Background: Drugs targeting Alzheimer's disease (AD) pathology are likely to be most effective in the presymptomatic stage, where individuals harbor AD pathology but have not manifested symptoms. Neuroimaging approaches can help to identify such individuals, but are costly for population-wide screening. Cost-effective screening is needed to identify those who may benefit from neuroimaging, such as those at risk of developing clinical disease. We present a deep learning algorithm that uses accelerometry recordings to predict clinically diagnosed AD in dementia-free patients.
Method: Participants were from The Memory and Aging Project (MAP), a longitudinal cohort study of older adults focused on aging and dementia. As part of this study, participants were asked to wear a wrist accelerometer for ten days. We designed a feedforward neural network that synthesizes clinical and accelerometric features to predict clinical AD. Clinical features were selected based on ease of collection, and included age, sex, education, social isolation and purpose in life. The dataset included participants without dementia at the time of recording, who survived for and had a known clinical AD outcome within five years of the recording.
Result: The training dataset consisted of 875 unique patients.
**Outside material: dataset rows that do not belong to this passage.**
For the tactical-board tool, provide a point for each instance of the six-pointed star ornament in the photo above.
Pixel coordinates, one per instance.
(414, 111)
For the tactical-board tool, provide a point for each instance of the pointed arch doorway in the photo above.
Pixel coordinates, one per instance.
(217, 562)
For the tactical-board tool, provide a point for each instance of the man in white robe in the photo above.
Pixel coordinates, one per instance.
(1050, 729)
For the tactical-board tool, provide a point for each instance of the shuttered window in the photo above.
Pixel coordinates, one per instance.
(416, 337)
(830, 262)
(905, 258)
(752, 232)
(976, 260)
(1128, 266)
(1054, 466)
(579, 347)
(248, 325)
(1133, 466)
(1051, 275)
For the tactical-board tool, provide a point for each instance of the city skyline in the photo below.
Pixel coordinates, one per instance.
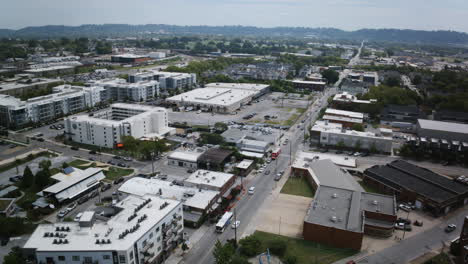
(342, 14)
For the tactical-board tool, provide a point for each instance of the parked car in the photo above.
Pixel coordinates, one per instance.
(77, 217)
(235, 225)
(62, 213)
(83, 199)
(119, 180)
(450, 228)
(105, 187)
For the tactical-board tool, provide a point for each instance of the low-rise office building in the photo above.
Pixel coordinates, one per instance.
(442, 130)
(185, 159)
(219, 98)
(333, 134)
(346, 118)
(196, 202)
(342, 212)
(317, 86)
(106, 128)
(64, 100)
(211, 180)
(145, 230)
(426, 189)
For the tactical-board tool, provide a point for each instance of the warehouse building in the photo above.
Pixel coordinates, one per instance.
(167, 80)
(317, 86)
(64, 100)
(219, 99)
(145, 230)
(426, 189)
(442, 130)
(333, 134)
(342, 212)
(106, 128)
(346, 118)
(72, 183)
(129, 58)
(196, 202)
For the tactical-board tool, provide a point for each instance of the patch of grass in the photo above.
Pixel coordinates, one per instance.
(442, 258)
(369, 188)
(114, 173)
(305, 251)
(298, 186)
(291, 120)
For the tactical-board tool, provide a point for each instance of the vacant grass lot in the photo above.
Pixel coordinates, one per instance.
(298, 186)
(306, 251)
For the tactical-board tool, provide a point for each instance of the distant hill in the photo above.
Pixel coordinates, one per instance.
(115, 30)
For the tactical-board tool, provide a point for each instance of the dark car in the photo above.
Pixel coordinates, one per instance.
(105, 187)
(83, 199)
(119, 180)
(16, 178)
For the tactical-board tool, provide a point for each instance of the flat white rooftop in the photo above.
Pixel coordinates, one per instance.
(190, 156)
(210, 178)
(213, 96)
(83, 238)
(331, 111)
(336, 159)
(191, 197)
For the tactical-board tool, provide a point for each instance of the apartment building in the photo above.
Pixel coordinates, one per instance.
(120, 90)
(145, 229)
(167, 80)
(64, 100)
(106, 128)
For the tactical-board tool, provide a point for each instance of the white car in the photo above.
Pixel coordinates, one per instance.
(77, 217)
(235, 225)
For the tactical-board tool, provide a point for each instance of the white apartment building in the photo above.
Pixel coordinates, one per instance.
(331, 134)
(106, 128)
(64, 100)
(145, 230)
(120, 90)
(167, 80)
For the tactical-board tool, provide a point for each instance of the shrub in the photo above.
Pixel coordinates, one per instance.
(250, 246)
(278, 247)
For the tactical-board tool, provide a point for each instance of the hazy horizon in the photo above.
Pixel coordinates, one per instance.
(343, 14)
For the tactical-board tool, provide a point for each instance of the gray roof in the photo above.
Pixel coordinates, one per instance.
(325, 172)
(443, 126)
(338, 208)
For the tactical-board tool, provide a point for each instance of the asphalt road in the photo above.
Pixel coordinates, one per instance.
(249, 205)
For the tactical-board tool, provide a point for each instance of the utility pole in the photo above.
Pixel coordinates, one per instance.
(235, 224)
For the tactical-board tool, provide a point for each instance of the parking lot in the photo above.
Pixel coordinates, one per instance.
(269, 104)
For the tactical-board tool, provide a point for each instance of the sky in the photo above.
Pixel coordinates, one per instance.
(343, 14)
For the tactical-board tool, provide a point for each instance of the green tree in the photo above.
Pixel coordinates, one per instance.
(332, 76)
(223, 253)
(358, 127)
(14, 257)
(28, 178)
(250, 246)
(357, 145)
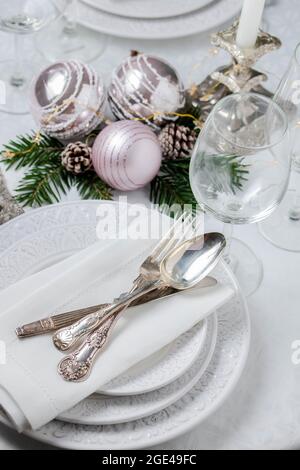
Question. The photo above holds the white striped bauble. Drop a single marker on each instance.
(67, 100)
(143, 86)
(127, 155)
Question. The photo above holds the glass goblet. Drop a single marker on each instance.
(240, 169)
(283, 227)
(66, 39)
(21, 17)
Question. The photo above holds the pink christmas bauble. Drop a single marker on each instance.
(67, 100)
(127, 155)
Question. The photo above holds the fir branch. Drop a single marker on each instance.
(90, 186)
(44, 184)
(31, 150)
(172, 185)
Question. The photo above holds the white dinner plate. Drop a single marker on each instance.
(42, 248)
(98, 410)
(215, 385)
(148, 8)
(209, 17)
(162, 368)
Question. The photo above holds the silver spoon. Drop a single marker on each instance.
(182, 269)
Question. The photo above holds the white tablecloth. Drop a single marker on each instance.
(264, 410)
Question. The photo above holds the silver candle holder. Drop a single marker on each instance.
(236, 77)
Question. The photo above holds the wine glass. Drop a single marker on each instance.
(240, 169)
(66, 39)
(21, 17)
(283, 227)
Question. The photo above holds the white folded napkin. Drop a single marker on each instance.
(31, 391)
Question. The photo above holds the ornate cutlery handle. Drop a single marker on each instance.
(77, 366)
(68, 337)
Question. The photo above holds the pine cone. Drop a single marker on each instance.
(77, 158)
(177, 141)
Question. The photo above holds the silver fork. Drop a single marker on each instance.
(68, 337)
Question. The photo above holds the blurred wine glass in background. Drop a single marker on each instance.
(66, 39)
(240, 171)
(283, 227)
(22, 17)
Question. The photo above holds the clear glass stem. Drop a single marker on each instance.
(70, 28)
(294, 213)
(18, 79)
(228, 233)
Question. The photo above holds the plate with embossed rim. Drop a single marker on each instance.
(204, 19)
(162, 368)
(98, 410)
(148, 8)
(69, 228)
(210, 392)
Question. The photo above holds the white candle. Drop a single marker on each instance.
(250, 22)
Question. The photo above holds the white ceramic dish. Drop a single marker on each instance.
(207, 395)
(162, 368)
(148, 8)
(42, 248)
(205, 19)
(98, 410)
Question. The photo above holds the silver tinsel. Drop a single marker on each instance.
(8, 206)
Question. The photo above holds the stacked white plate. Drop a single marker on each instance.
(156, 19)
(159, 399)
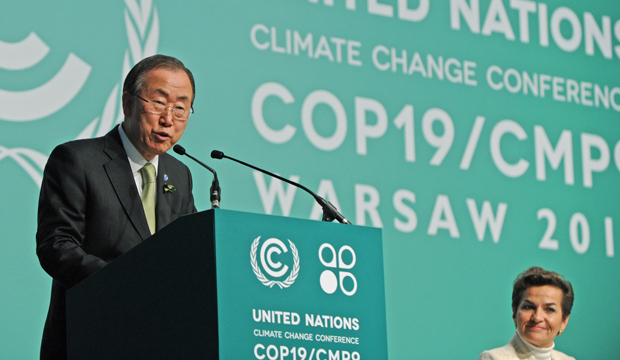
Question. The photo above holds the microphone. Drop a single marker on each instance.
(215, 185)
(330, 213)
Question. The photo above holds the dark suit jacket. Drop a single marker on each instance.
(90, 213)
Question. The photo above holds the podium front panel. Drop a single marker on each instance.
(298, 289)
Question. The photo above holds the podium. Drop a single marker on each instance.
(223, 284)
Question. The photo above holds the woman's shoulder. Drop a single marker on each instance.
(505, 352)
(557, 355)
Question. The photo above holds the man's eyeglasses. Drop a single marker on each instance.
(157, 107)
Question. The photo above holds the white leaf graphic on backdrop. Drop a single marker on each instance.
(48, 98)
(61, 89)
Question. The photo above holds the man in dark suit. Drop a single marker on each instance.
(101, 197)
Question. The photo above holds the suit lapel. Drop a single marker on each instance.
(163, 207)
(121, 177)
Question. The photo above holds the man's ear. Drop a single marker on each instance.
(127, 104)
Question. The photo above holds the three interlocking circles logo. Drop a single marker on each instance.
(345, 260)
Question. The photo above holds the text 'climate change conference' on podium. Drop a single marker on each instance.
(223, 284)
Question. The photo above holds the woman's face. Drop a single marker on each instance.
(539, 315)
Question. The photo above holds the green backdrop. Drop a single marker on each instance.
(482, 136)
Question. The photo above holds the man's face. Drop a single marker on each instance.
(154, 134)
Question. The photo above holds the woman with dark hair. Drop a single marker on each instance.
(541, 305)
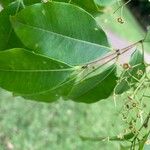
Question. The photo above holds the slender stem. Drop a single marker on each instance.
(113, 55)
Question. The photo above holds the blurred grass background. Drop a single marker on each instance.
(28, 125)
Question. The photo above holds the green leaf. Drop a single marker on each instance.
(105, 2)
(147, 38)
(143, 141)
(88, 5)
(5, 3)
(26, 73)
(133, 74)
(8, 38)
(52, 29)
(95, 87)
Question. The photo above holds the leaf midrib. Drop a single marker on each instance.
(61, 35)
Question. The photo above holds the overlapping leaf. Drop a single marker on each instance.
(8, 38)
(52, 29)
(24, 72)
(105, 2)
(147, 38)
(96, 86)
(5, 3)
(133, 74)
(88, 5)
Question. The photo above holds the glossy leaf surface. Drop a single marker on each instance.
(52, 29)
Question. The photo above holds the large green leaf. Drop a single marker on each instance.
(95, 87)
(133, 74)
(5, 3)
(8, 38)
(24, 72)
(52, 29)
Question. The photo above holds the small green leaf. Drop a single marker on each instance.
(5, 3)
(147, 38)
(88, 5)
(95, 87)
(143, 141)
(105, 2)
(56, 30)
(26, 73)
(8, 38)
(133, 74)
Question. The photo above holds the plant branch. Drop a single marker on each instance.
(113, 55)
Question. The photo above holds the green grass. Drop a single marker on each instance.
(28, 125)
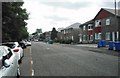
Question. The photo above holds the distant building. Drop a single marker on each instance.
(59, 33)
(106, 27)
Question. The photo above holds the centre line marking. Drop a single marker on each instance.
(32, 72)
(31, 62)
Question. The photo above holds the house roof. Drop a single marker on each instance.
(112, 11)
(75, 25)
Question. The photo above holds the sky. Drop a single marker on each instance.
(46, 14)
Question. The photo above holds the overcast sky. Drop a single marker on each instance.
(46, 14)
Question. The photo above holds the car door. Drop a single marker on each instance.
(1, 65)
(11, 70)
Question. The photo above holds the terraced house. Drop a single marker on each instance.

The test dataset consisted of 395 unique patients (mean age 81.5, SD= 6.8). 14.4% of the test set developed clinical AD within five years. On the test set, the model achieved 89% sensitivity (SN), 70% specificity (SP), and an F1 score of 0.87 (Figure 1). This is superior to accelerometric-only (SN 67%, SP 70%, F1 0.68) and clinical-only (SN 76%, SP 80%, F1 0.78) models. Model accuracy was similar for patients both with and without mild cognitive impairment at baseline. When the binarized model output was used as a predictor for five-year AD-free survival via Cox proportional hazards (Figure 2), it achieved a C-index of 0.729 [95% CI 0.69 b-0.77], a hazard ratio of 6.90 [95% CI 4.15-11.47], and a log-likelihood ratio of 71.05. Further tuning and validation of the model are underway.
Conclusion: A deep learning model using wrist accelerometry and easily obtained clinical features shows promise in predicting 5-year AD outcomes in adults without dementia at baseline.
© 2024 The Alzheimer's Association. Alzheimer's & Dementia published by Wiley Periodicals LLC on behalf of Alzheimer's Association.